University of Redlands


        Currently the United States is center stage in a multitude of political and economic events. The United States continues to have a positive risk assessment score. The United States is considered to be a stable economic and political force; however, it is entered a very uncertain climate with a multitude domestic politics and foreign. Domestically the government is currently shutdown causing for a drop-in business and consumer confidence. The current shutdown is the longest in history could also influence the country's debt ceiling beginning in March if unresolved. Internationally tension is mounting with North Korea, NAFTA is in talks to be cancelled if no agreement between Canada and the U.S is made and the trade war with China continues to intensify.

        Besides the political and economic risks, there are some legal concerns with the current President of the United States that increases political risk. The President has been investigated for a large portion of his term and many associates of the president have been arrested or indicted. I will identify the top political risks faced by the United States.

Global Trade Protectionism

        Trade protectionism is the deliberate attempt by a country to limit trade even if the market is open. Barriers of entry are placed to slow down trade. The United States is currently taking the lead questioning fairness of current trade deals. The focus is with China and the current cabinet has filed cases of unfair trade practices with China further increasing the tension.

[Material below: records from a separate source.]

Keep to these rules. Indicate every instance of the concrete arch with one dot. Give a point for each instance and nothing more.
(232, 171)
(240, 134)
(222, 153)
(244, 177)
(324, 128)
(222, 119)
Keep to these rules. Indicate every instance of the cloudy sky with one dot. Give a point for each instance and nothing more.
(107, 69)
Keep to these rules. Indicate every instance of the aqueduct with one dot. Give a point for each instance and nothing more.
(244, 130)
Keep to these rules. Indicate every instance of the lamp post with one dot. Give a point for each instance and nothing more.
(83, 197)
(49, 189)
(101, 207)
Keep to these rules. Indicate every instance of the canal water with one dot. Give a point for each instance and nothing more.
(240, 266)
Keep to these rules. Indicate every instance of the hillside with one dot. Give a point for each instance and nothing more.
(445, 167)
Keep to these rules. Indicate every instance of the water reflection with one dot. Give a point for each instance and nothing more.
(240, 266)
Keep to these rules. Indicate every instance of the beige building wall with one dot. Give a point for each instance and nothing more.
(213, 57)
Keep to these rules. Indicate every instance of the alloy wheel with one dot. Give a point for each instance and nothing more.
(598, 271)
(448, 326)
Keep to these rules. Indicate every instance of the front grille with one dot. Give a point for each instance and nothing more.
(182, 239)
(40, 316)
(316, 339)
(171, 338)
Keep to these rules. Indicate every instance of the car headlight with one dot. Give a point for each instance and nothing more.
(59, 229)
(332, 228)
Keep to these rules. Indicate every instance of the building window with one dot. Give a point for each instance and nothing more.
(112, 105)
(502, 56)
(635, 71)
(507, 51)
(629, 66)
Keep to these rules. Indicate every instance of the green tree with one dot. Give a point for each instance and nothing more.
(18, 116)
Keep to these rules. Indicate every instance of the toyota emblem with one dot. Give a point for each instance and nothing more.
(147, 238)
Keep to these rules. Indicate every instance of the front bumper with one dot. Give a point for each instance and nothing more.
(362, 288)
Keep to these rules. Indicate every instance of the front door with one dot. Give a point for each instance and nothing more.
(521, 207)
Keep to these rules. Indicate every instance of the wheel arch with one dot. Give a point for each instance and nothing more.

The United States is also threatening to disband NAFTA beginning with Canada This move could signal to other countries with trade deficits with the United States that they too would be targets of trade barriers.  The United States has also mentioned that they would leave the WTO (World Trade Organization) this move could weaken substantially the international trade system. While the United States becomes more of a protectionist other country will fill a role in international trade. China in the Asia could begin to diversify its investments throughout Asia. Mexico could become more diverse and trade away from the United States and focus its trade on Europe and Asia alike.

Effects on Business Conditions

        With the United States affecting trade the direct effect will mostly affect consumption, employment and investment. The changes in these three categories will have a negative impact on the United States Gross Domestic Product. The United States has relied heavily on outsourcing jobs and importing cheaper goods, which will make it hard for the U.S to substitute products increasing consumerism. ON the other side of the spectrum the U.S will be further impacted by tariffs abroad and lower imports will only have minimal offset. All this will make more expensive to invest in the United States adding another dimension of cause and effect. An example of direct hit to a company is Whirlpool who has been vocal about the tariffs. A Whirlpool spokesman states that the rise in steel is affecting the product, which is a direct reflection of the increased tariffs.  On the other side Nucor, a producer of steel product agrees with current policy on trade. “The tariffs send a clear message that the U.S. is done asking nicely for compliance with the rules of trade,” said Nucor Chairman and CEO John Ferriola.[1] At this point there is a noticeable effect, but it is hard to determine the benefit.